However, there is still one measure that is missing: the rated life for LED light sources. Rated life is an essential reliability property for LED integrators that design LED luminaires, providing luminaire users with warranty and usage information
The rated life of a lamp or light source is defined, per ANSI/IES RP-16, as “the life value assigned to a particular type lamp. This is commonly a statistically-determined estimate of median operational life.” The rated life in hours of an LED lamp or light source, specified by the manufacturer, applies under certain operational conditions and for defined failure criteria. The statistical measure for the rated life is designated Bp and is measured in hours, where p is a percentage.
For example, a B50 rated life of 1,000 hours means that 50% of the tested products have lasted 1,000 hours without failure. B50 is also known as the products’ rated average life.
If a product has a B10 rated life of 1,000 hours, this means that only 10% of tested products failed within 1,000 hours, so the product should last much longer than a product with a B50 rated life of 1,000 hours.
For LED light sources, LM-80 defines lumen-maintenance life as “the elapsed operating time at which the specified percentage of the lumen depreciation or lumen maintenance is reached, expressed in hours.” Different from rated life, the rated lumen-maintenance life is defined as “the elapsed operating time over which an LED light source will maintain the percentage (p) of its initial light output.”
Rated lumen-maintenance life is measured in hours with associated percentage of light output, noted as Lp. In other words, L70 of 30,000 hours means that the tested LEDs produce 70% of the initial light output at 30,000 hours. If an LED has L50 of 30,000 hours, its lumen output decays faster than one with L70 of 30,000 hours.
While Bp life is a statistical measure, Lp life is a defined durability measure. When testing for Bp life, a large statistically-meaningful sample size is required. When testing Lp life, there is no sample size requirement. However, when LM-80 test data is utilized to make lumen-maintenance projections (per TM-21), the sample size will affect the uncertainty of the projection. As a consequence, a smaller sample size will lead to shorter projected life in order to increase the statistical certainty.
For LED light sources, one can define failure as when the LED can no longer produce a certain percentage of the initial light-output value. For example, failure might be defined as when the light output of an LED reaches 70% or lower of the initial light output (including if the LED’s light output is zero). In other words, for a given period of time, if an LED produces insufficient light or no light, the LED is considered at failure.

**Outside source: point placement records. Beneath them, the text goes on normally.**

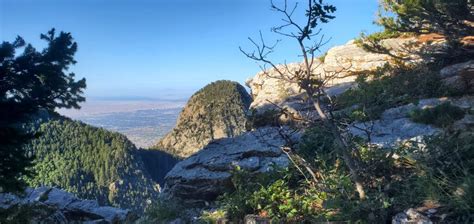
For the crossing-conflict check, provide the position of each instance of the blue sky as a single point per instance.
(166, 48)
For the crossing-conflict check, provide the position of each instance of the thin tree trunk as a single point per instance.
(343, 148)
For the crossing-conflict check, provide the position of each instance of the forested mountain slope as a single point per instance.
(216, 111)
(91, 162)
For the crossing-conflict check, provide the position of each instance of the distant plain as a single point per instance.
(143, 121)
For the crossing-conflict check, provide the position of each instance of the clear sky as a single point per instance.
(166, 48)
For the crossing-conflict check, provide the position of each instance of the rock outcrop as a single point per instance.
(395, 126)
(459, 77)
(216, 111)
(206, 174)
(343, 59)
(51, 205)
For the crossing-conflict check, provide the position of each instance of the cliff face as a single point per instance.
(216, 111)
(344, 60)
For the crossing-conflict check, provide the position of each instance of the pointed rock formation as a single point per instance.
(216, 111)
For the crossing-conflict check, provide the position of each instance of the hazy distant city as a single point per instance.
(143, 121)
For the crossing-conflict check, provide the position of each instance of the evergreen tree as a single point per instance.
(30, 82)
(452, 18)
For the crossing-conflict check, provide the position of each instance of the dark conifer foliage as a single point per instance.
(92, 163)
(30, 81)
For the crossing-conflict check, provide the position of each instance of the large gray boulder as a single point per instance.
(395, 126)
(216, 111)
(51, 205)
(268, 90)
(207, 174)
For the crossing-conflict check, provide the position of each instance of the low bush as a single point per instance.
(163, 211)
(387, 87)
(442, 115)
(437, 172)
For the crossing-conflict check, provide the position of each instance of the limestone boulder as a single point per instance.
(207, 174)
(52, 205)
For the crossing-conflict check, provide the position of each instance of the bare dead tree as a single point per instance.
(309, 39)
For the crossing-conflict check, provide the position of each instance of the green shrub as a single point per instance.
(447, 167)
(387, 87)
(322, 58)
(365, 41)
(163, 211)
(266, 118)
(442, 115)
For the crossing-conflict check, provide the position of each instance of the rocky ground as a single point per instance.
(51, 205)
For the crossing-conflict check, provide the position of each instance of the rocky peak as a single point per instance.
(216, 111)
(344, 59)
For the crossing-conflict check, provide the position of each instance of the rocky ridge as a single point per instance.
(216, 111)
(206, 174)
(343, 59)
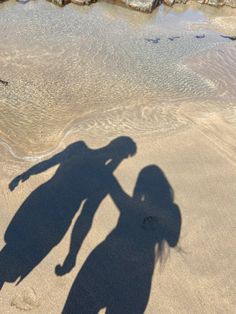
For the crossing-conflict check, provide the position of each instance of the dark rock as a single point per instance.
(200, 36)
(231, 3)
(229, 37)
(154, 41)
(4, 82)
(142, 5)
(169, 2)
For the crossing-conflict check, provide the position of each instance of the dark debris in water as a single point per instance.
(154, 41)
(173, 38)
(229, 37)
(4, 82)
(200, 36)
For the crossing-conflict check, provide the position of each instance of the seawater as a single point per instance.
(103, 70)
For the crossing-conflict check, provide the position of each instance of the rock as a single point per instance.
(142, 5)
(4, 82)
(231, 3)
(60, 3)
(83, 2)
(216, 3)
(169, 2)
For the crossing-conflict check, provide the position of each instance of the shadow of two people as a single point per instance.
(117, 274)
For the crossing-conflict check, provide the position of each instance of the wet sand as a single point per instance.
(175, 99)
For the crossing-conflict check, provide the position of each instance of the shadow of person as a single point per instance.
(44, 217)
(117, 274)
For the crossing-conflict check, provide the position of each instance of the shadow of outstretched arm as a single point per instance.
(36, 169)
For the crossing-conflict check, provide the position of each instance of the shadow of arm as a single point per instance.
(40, 167)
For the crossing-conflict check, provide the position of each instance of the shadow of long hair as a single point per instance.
(117, 275)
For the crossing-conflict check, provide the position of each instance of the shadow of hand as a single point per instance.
(68, 265)
(14, 183)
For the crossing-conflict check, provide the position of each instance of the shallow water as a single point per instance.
(100, 70)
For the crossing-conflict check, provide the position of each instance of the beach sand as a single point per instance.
(200, 276)
(192, 143)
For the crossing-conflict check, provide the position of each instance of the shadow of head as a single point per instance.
(122, 146)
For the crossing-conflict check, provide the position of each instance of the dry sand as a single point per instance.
(199, 278)
(200, 164)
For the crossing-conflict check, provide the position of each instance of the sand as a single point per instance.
(194, 145)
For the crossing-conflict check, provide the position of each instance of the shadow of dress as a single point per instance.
(44, 217)
(117, 275)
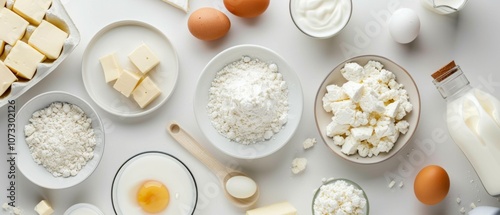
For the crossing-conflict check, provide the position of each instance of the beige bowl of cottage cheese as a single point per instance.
(60, 140)
(367, 109)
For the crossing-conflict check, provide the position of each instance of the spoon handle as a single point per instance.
(190, 144)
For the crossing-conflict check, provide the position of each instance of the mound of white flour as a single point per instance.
(248, 101)
(61, 139)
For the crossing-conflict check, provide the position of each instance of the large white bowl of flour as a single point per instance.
(246, 104)
(41, 175)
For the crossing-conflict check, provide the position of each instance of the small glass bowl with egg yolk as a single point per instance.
(154, 183)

Using this definition of failure criteria, the statistical measure can be combined with the defined durability measure. The combination of lumen-maintenance life (Lp) with statistically-measured failures (Bp) is the LED light source’s rated life, or BpLp value. For example, if an LED light source is claimed to have B50L70 of 30,000 hours, then 50% of tested samples should have a lumen-maintenance life of 30,000 hours.

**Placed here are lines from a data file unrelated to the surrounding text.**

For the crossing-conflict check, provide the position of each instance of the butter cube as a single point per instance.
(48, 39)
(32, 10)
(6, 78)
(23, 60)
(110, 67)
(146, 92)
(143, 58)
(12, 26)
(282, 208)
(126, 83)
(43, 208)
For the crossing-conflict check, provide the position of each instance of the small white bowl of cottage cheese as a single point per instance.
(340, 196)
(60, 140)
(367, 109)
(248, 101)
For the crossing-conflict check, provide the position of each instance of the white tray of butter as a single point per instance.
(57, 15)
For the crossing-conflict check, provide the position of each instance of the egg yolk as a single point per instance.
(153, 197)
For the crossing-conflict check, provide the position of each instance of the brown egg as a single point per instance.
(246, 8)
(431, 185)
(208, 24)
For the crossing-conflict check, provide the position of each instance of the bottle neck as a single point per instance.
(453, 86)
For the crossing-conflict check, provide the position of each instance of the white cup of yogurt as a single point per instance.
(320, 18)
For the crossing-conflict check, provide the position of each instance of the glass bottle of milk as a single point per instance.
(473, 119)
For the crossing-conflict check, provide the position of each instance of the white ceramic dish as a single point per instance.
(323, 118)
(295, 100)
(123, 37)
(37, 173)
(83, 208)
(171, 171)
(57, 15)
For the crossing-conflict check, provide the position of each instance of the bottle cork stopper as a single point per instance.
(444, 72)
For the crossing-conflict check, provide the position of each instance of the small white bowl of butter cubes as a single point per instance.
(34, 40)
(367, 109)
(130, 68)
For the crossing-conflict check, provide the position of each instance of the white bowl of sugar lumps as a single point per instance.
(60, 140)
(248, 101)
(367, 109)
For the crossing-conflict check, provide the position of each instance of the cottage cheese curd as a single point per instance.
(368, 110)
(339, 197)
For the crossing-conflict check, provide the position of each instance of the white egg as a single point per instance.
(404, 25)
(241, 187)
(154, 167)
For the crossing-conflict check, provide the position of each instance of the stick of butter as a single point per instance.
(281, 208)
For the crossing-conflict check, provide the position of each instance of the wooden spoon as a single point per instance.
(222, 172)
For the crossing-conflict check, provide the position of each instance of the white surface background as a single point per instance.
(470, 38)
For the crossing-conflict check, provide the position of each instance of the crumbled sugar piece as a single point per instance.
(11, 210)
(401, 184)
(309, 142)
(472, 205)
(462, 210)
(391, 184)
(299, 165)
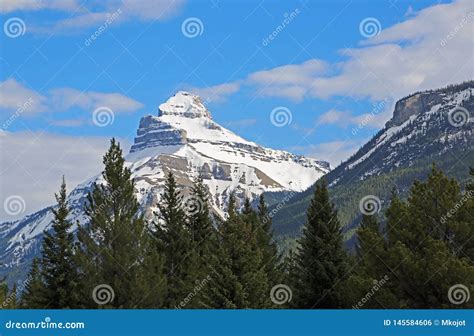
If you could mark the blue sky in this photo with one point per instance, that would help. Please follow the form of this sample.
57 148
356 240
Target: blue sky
335 68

Ideally, to obtain the rated life for LEDs, the statistical failure measurement can be integrated with lumen-maintenance measurements during the life test. One can use a large LED sample size, large enough to be statistically meaningful as when measuring traditional lamps, and then track and record the sample behaviors including light-output change and failures during the life test. When 50% of the tested samples reach a light output equal to 70% of initial lumens, including the samples that failed to produce light, then B50L70 (in hours) is obtained.

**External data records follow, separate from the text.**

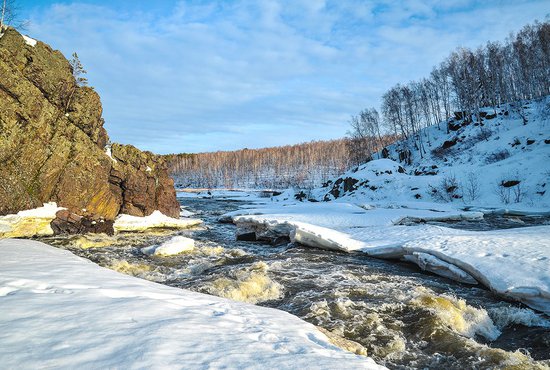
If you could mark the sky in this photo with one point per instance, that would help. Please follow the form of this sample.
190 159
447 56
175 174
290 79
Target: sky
195 76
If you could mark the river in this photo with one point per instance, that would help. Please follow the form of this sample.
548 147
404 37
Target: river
404 318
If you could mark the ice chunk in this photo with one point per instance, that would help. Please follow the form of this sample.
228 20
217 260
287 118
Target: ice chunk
176 245
155 220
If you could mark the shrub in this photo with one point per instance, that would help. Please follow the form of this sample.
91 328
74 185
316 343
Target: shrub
447 190
497 156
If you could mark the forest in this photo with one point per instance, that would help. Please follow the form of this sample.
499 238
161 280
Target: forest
303 165
466 81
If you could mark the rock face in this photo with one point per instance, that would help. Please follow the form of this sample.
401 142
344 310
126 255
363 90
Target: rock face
52 144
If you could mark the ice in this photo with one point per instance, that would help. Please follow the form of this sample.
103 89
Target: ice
433 264
176 245
155 220
513 263
109 320
29 223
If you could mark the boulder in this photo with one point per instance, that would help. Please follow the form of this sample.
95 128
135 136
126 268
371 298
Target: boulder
52 145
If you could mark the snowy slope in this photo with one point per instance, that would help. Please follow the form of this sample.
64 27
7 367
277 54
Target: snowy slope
504 162
61 311
512 263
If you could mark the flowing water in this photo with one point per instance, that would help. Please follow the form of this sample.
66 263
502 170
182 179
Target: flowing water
400 316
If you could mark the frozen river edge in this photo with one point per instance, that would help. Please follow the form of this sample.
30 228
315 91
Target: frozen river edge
62 311
513 263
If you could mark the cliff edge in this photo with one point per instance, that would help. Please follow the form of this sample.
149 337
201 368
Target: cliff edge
53 147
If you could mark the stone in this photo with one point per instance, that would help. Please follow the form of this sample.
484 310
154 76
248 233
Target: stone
52 146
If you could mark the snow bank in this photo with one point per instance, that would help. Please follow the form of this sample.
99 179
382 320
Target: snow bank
61 311
512 263
176 245
29 223
154 221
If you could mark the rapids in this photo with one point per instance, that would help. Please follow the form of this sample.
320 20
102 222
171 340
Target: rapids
403 317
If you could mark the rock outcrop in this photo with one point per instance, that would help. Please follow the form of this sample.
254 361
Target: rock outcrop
53 145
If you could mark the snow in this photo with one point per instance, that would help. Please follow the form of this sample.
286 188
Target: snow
61 311
29 223
378 208
29 41
185 213
512 263
176 245
156 219
501 149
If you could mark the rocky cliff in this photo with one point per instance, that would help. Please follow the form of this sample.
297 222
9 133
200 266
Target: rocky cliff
53 147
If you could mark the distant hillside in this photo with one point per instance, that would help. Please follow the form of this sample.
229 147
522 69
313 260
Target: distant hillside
53 147
303 165
501 158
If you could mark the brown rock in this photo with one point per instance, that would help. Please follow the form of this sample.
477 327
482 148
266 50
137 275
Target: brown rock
52 145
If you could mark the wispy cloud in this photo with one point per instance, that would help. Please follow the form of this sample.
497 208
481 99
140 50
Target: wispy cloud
198 76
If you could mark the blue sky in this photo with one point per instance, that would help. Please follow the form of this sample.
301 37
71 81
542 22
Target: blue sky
193 76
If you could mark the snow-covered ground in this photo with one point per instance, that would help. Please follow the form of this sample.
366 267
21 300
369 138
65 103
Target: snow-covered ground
61 311
155 220
499 165
28 223
513 263
502 163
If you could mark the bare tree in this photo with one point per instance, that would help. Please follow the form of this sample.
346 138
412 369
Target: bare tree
9 15
78 70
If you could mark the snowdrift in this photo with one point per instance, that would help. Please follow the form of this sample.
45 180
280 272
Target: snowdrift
72 313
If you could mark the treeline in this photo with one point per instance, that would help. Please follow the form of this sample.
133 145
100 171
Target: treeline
465 82
303 165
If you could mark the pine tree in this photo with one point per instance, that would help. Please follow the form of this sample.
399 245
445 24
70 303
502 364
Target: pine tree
78 71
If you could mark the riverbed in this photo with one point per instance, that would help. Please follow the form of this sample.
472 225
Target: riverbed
402 317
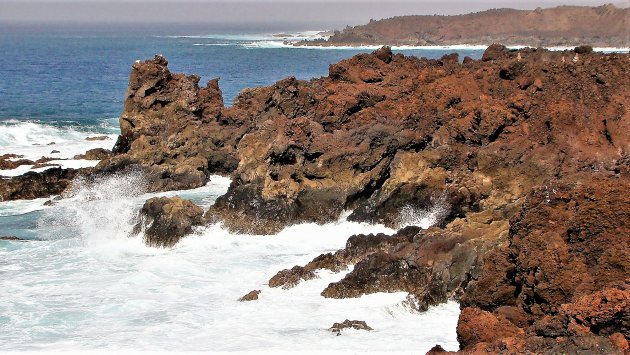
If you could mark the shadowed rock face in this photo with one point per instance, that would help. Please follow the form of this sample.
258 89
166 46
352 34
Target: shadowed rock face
561 283
381 133
165 220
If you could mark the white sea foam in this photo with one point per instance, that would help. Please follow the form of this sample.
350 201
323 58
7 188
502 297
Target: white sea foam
34 140
95 288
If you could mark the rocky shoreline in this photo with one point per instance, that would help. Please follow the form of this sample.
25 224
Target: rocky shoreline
523 154
562 26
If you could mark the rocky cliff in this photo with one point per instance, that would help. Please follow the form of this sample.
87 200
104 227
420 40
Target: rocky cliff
522 157
603 26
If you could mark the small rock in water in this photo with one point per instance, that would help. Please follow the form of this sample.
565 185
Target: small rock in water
251 296
355 324
97 138
52 202
165 220
94 154
289 278
11 237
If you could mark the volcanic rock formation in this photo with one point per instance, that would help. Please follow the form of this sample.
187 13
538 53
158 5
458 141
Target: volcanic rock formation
165 220
602 26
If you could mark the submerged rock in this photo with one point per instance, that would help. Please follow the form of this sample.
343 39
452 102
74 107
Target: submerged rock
14 238
165 220
354 324
560 284
250 296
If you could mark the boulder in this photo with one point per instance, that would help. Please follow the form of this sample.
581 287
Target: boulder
354 324
33 185
250 296
165 220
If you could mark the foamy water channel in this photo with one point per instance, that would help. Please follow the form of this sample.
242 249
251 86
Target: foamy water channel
86 285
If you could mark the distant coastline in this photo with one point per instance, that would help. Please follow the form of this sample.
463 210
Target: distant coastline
564 26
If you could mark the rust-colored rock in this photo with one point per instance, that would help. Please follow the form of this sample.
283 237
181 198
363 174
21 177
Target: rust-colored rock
602 26
95 154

Obviously, as is the case with lumen maintenance, it is not practical to conduct real-life tests to get B50L70 values when such a value can be as long as 30,000 hours, or nearly three and a half years. The challenge is how to make a projection using the data obtained in a shorter testing period.
LED manufacturers have been conducting studies and establishing practices for reliable approaches to project the rated life for LEDs; in general, there are two approaches.
The first approach is to conduct LM-80 testing with a large sample size. The test data are collected for both light-output changes and failures. The data is then fitted into a mathematical model with a statistical-certainty band. In addition to the lumen-maintenance projection curve, the associated sample distribution bandwidth is also plotted. By analyzing the curve and bandwidth, an estimated B50L70 life is projected.
The second approach is to conduct the lumen-maintenance (LM-80) test separately from the accelerated-failure-modes test. Using TM-21, the lumen-maintenance projection can be established. The data collected in the accelerated-failure-modes test are modeled with a different mathematical expression. The rated life is then projected by mathematically combining both models.
There are some discussions in standardization organizations regarding development of a document or recommendation to address LEDs’ rated life. To help the LED lighting industry to properly use LED light-source information, it is necessary to clarify that rated life is not lumen-maintenance life.
Before the industry establishes a recommendation for a standard practice, LED integrators may need to request more testing and modeling information from the manufacturers in regards to the statistical failures of LED light sources.